St. Louis Cardinals’ first baseman Albert Pujols recently joined the growing number of foreign-born Major Leaguers who have become American citizens. (Pujols grew up in the Dominican Republic and moved to the Kansas City area when he was 16.) These players take the oath for different reasons, not all of them noble or patriotic – and not that different from our own ancestors, or ourselves. But this was clearly not a check-the-box exercise for Pujols. He aced the citizenship test. "He even answered a bunch of additional questions and gave us more answers than we asked," the local customs and immigration officer reported. "He clenched his fist and said, I got 100 percent! He just had a grin from ear to ear. He was thrilled to become a citizen."

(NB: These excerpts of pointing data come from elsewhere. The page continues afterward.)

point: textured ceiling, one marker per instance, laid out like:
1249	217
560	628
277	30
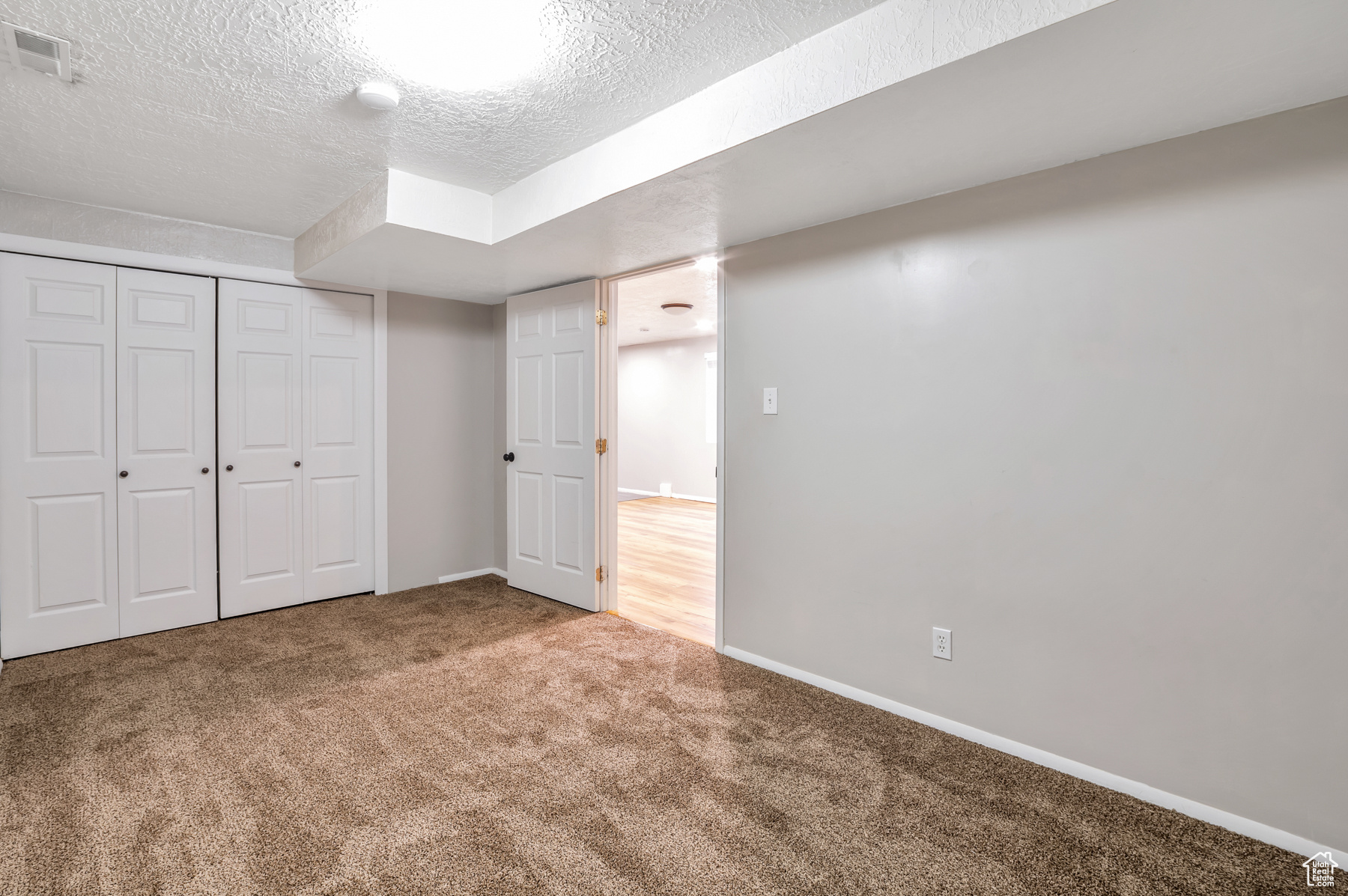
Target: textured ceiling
242	114
640	299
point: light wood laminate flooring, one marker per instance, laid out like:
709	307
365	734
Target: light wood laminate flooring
667	566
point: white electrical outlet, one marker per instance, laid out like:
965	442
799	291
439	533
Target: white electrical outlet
941	643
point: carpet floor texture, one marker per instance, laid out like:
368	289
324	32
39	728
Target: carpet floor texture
475	739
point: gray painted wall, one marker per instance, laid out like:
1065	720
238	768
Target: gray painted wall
441	438
662	417
1095	421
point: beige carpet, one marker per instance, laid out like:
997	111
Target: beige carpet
473	739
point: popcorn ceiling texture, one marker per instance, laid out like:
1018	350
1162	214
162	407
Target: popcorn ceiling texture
243	115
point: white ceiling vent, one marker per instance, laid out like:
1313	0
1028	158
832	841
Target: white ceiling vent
37	52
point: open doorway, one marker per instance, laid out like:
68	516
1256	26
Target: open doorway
664	371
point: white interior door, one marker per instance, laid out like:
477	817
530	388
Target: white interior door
58	454
166	451
261	437
338	444
550	394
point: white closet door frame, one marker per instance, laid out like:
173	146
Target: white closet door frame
338	444
166	451
58	454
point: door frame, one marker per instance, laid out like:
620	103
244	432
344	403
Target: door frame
606	418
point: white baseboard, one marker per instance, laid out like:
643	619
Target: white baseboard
687	498
1147	794
471	574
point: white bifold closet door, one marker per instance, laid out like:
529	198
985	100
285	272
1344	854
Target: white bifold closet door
104	371
297	513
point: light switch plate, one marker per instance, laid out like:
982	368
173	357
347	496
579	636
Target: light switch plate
941	643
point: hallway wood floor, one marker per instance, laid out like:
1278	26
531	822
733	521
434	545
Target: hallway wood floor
667	566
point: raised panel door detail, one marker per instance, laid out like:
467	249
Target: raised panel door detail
264	397
566	320
264	513
529	409
67	395
161	310
529	516
335	520
568	388
67	539
162	384
332	323
333	391
529	325
264	318
76	302
568	519
552	403
165	542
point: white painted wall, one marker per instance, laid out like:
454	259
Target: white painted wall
31	216
441	441
662	418
1095	421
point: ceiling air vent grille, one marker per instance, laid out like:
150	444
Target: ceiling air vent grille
37	52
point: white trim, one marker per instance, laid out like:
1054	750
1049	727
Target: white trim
685	498
1147	794
456	577
380	441
721	316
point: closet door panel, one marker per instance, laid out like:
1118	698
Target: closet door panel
261	437
58	453
338	444
166	445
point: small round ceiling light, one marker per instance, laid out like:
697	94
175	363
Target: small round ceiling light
377	94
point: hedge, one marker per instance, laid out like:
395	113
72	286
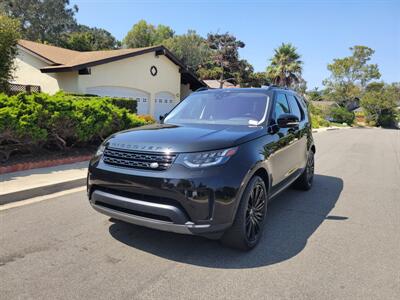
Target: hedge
39	120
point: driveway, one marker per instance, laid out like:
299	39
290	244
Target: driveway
339	240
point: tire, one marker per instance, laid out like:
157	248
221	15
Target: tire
247	228
305	181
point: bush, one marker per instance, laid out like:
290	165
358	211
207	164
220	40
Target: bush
129	104
40	120
342	115
317	121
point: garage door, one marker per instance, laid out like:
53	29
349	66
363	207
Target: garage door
141	97
164	102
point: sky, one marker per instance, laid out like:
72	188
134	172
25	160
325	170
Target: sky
321	30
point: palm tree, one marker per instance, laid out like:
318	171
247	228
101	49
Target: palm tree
286	67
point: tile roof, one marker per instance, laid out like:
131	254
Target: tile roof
65	58
61	59
215	84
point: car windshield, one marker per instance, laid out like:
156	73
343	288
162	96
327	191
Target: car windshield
230	108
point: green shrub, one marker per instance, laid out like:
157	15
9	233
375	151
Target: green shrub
317	121
41	120
342	115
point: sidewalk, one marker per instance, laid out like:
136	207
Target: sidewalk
37	182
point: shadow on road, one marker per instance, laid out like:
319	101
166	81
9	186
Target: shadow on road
291	219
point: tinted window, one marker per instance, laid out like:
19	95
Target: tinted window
281	105
294	107
233	108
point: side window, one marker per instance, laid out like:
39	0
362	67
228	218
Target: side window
295	108
281	105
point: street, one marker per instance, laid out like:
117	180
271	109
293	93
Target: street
339	240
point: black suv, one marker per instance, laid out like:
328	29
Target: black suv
210	168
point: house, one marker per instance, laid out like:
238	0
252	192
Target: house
215	84
152	76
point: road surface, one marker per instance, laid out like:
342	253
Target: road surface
341	240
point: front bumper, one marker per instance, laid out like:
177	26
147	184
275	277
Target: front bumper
179	199
127	210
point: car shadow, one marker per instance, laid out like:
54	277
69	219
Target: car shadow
291	219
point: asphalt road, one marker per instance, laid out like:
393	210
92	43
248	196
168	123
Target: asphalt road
339	240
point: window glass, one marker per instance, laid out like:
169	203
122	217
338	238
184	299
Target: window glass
281	105
294	106
220	107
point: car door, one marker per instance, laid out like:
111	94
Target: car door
282	160
298	150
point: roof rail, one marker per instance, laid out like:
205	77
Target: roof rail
274	86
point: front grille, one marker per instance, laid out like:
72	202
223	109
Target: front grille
134	212
138	160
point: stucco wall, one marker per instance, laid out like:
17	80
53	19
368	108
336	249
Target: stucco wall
134	72
27	71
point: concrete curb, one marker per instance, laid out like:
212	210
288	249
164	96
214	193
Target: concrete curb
323	129
41	191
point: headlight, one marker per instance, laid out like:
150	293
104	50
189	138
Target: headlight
206	159
100	150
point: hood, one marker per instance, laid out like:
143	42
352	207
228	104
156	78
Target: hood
184	138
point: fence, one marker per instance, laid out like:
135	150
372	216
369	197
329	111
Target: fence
19	88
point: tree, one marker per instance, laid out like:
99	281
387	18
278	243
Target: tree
350	75
226	55
90	39
42	20
190	48
9	35
380	104
286	67
144	34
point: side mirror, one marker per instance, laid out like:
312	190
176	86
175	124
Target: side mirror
288	121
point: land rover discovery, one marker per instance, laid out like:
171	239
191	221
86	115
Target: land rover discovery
210	167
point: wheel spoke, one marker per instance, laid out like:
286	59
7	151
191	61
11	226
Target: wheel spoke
255	211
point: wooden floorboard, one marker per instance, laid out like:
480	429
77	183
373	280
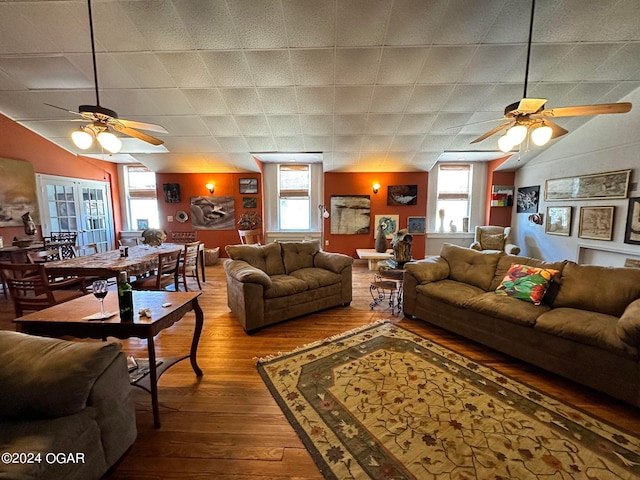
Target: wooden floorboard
227	425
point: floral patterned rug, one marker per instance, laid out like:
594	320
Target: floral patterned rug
382	402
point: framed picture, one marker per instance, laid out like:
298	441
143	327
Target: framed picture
589	187
527	199
171	192
596	223
350	214
249	202
248	185
632	233
400	195
417	225
389	224
558	221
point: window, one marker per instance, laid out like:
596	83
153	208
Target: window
454	196
293	197
141	196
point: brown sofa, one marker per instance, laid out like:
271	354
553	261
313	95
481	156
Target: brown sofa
267	284
587	327
61	397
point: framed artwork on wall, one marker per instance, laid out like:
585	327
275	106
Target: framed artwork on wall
248	185
632	232
558	221
589	187
596	223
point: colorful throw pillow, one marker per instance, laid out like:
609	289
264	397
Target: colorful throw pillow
526	283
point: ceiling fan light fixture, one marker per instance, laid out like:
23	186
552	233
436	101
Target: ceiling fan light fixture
517	134
109	141
82	139
541	135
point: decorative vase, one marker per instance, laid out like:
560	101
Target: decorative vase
381	240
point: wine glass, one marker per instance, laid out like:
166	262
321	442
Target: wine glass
100	290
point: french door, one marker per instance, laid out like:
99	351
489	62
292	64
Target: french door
70	204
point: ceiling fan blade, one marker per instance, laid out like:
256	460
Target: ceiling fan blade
581	110
492	132
531	105
141	125
558	131
136	134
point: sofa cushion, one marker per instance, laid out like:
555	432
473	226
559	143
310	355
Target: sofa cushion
283	285
590	328
267	258
449	291
46	377
527	283
297	255
470	266
605	290
506	308
317	277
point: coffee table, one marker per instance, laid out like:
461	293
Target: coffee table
69	319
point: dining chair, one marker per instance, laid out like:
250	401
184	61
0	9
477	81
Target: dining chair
166	274
189	263
31	289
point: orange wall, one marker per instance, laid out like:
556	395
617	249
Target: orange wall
360	184
20	143
193	185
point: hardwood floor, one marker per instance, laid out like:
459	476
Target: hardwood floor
227	426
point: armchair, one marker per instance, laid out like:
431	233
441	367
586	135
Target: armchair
494	239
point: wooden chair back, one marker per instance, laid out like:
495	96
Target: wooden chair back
249	237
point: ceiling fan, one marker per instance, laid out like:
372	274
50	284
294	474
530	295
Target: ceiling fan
528	116
103	119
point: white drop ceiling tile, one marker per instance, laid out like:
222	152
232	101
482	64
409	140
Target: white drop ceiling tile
228	68
146	70
413	22
254	125
159	23
357	66
283	125
350	124
278	100
206	101
429	98
260	144
446	64
401	65
362	22
413	123
317	124
315	100
390	98
270	68
209	24
383	123
242	101
309	24
313	66
259	24
187	70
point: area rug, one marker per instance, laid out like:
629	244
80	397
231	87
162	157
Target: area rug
382	402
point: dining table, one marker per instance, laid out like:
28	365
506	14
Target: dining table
139	260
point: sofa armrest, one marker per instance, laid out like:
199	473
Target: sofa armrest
628	326
334	262
245	273
431	269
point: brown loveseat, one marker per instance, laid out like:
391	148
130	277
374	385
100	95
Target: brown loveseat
67	406
587	327
267	284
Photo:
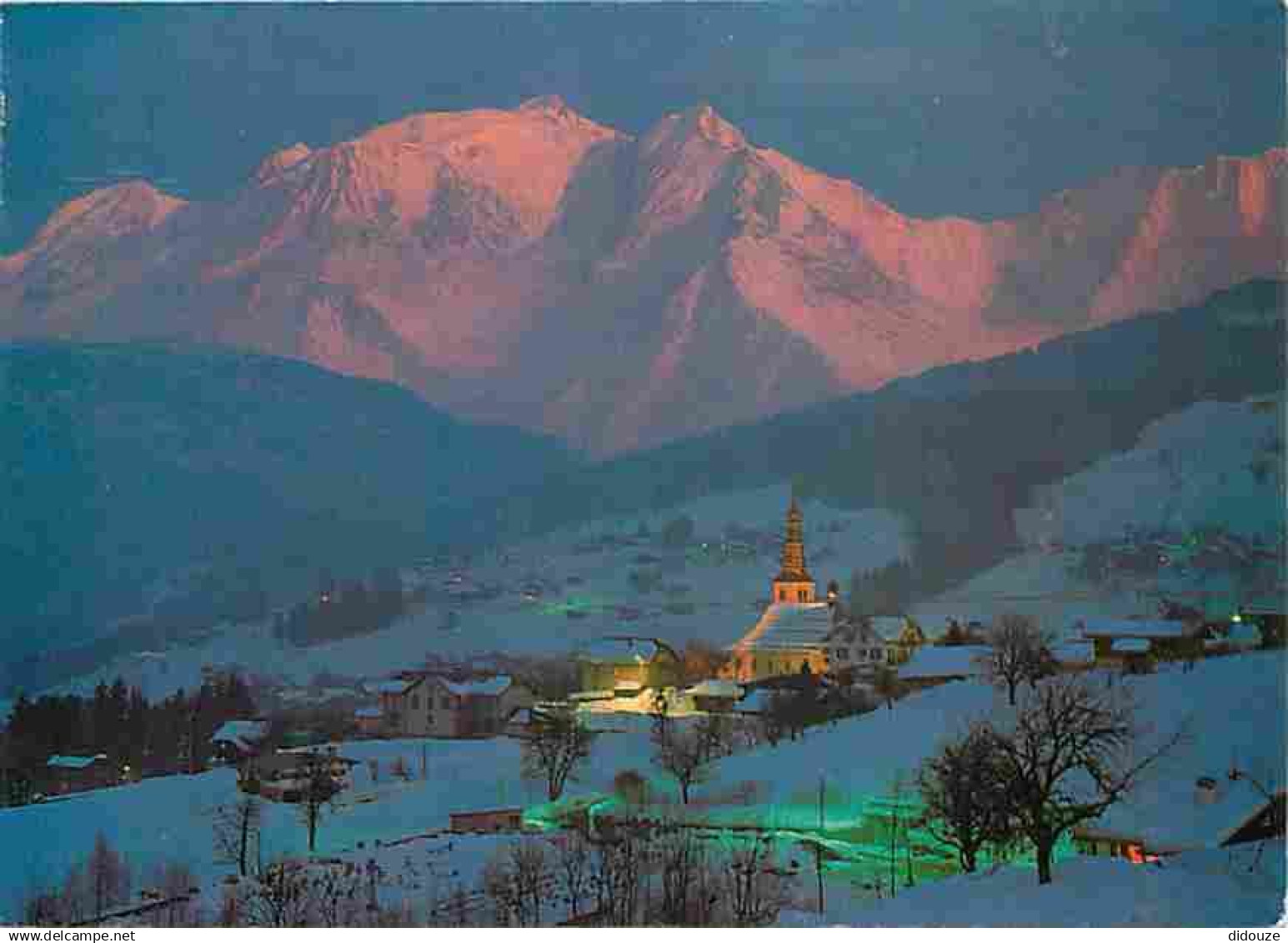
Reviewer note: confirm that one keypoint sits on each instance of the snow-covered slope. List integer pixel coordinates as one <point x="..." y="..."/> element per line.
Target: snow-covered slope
<point x="1230" y="709"/>
<point x="1210" y="464"/>
<point x="1225" y="888"/>
<point x="704" y="594"/>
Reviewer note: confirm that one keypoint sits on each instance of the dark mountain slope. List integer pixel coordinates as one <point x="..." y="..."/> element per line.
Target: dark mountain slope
<point x="183" y="479"/>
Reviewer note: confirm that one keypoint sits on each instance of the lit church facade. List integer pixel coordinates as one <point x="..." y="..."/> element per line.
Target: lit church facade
<point x="798" y="633"/>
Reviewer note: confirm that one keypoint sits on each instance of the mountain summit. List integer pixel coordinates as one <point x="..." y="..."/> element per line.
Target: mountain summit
<point x="534" y="267"/>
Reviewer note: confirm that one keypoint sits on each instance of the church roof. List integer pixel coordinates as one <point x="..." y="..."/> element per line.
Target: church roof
<point x="789" y="626"/>
<point x="623" y="650"/>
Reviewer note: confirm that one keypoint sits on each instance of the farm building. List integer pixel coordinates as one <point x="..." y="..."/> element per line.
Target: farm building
<point x="631" y="660"/>
<point x="1120" y="642"/>
<point x="435" y="706"/>
<point x="79" y="773"/>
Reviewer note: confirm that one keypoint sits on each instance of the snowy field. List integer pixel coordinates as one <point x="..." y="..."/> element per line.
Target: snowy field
<point x="727" y="597"/>
<point x="1188" y="469"/>
<point x="1224" y="888"/>
<point x="169" y="820"/>
<point x="1231" y="708"/>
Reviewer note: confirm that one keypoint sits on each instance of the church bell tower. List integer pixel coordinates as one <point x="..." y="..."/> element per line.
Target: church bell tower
<point x="794" y="584"/>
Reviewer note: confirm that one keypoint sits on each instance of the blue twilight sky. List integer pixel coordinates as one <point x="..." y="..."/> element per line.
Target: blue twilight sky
<point x="978" y="108"/>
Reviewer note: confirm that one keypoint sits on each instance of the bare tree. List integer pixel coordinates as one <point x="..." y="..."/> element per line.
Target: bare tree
<point x="555" y="745"/>
<point x="317" y="790"/>
<point x="965" y="796"/>
<point x="1019" y="654"/>
<point x="572" y="869"/>
<point x="702" y="660"/>
<point x="338" y="895"/>
<point x="758" y="889"/>
<point x="886" y="685"/>
<point x="236" y="831"/>
<point x="108" y="876"/>
<point x="687" y="750"/>
<point x="617" y="876"/>
<point x="514" y="880"/>
<point x="1072" y="751"/>
<point x="690" y="893"/>
<point x="529" y="866"/>
<point x="175" y="884"/>
<point x="280" y="895"/>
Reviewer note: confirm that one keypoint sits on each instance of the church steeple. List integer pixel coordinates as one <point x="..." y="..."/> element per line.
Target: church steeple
<point x="794" y="584"/>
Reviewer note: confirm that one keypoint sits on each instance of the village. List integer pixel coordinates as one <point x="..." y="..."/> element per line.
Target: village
<point x="664" y="730"/>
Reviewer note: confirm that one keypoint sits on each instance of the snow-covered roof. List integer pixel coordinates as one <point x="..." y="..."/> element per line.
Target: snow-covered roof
<point x="1188" y="822"/>
<point x="1243" y="634"/>
<point x="1130" y="645"/>
<point x="394" y="685"/>
<point x="755" y="702"/>
<point x="1228" y="888"/>
<point x="241" y="732"/>
<point x="1138" y="629"/>
<point x="623" y="651"/>
<point x="492" y="687"/>
<point x="1075" y="654"/>
<point x="945" y="661"/>
<point x="61" y="761"/>
<point x="888" y="628"/>
<point x="715" y="687"/>
<point x="787" y="626"/>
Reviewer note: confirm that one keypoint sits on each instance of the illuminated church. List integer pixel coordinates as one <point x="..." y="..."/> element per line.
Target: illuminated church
<point x="798" y="633"/>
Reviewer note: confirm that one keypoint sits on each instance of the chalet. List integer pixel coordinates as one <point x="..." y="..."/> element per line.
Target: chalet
<point x="715" y="696"/>
<point x="16" y="784"/>
<point x="489" y="820"/>
<point x="1130" y="642"/>
<point x="900" y="635"/>
<point x="934" y="665"/>
<point x="1073" y="656"/>
<point x="389" y="704"/>
<point x="858" y="651"/>
<point x="236" y="740"/>
<point x="1234" y="637"/>
<point x="370" y="722"/>
<point x="283" y="775"/>
<point x="1221" y="812"/>
<point x="1269" y="619"/>
<point x="614" y="660"/>
<point x="79" y="773"/>
<point x="435" y="706"/>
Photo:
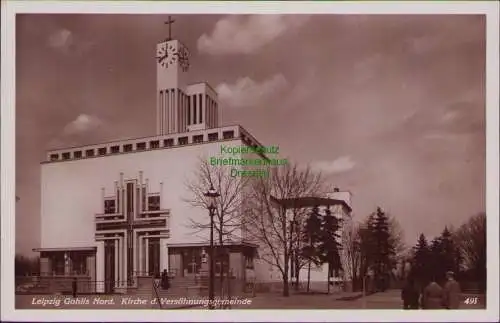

From what I know of the test, it’s not exactly as tough as Peter Schramm’s U.S. government exam at Ashland, but that’s not the point. The attitude was typical of Pujols; it didnt matter to him if the test was a fastball or a curve. He probably thinks he can bat 1.000, too. He was a lightly-regarded player coming out of junior college who worked himself into becoming a right-handed Ted Williams – with power, average, few strikeouts, a great clutch hitter, league MVP. When he came to the major leagues he really didn’t have a position in the field and bounced around at third base and the outfield, perhaps marked for eventual DH duty in the American League. Instead he worked himself into a Gold Glove winning first baseman.
He isn’t the most gregarious person with the media. He comes across a bit surly at times; not Barry Bonds surly, just the character of a man who wants to focus on his business and his family. Don’t get caught up with that. During baseball season, if I’m watching another game, I try to anticipate when Pujols might come to bat so I can switch over in time to see him. The same way I would want to see Ted Williams, another perfectionist. If hitting a baseball is the single most difficult thing to do in sports – arguable, but it’s a serious argument – you should make it a point to see the man who eventually may walk down the street and have it said about him, “There goes the best who ever lived.” And an American, to boot.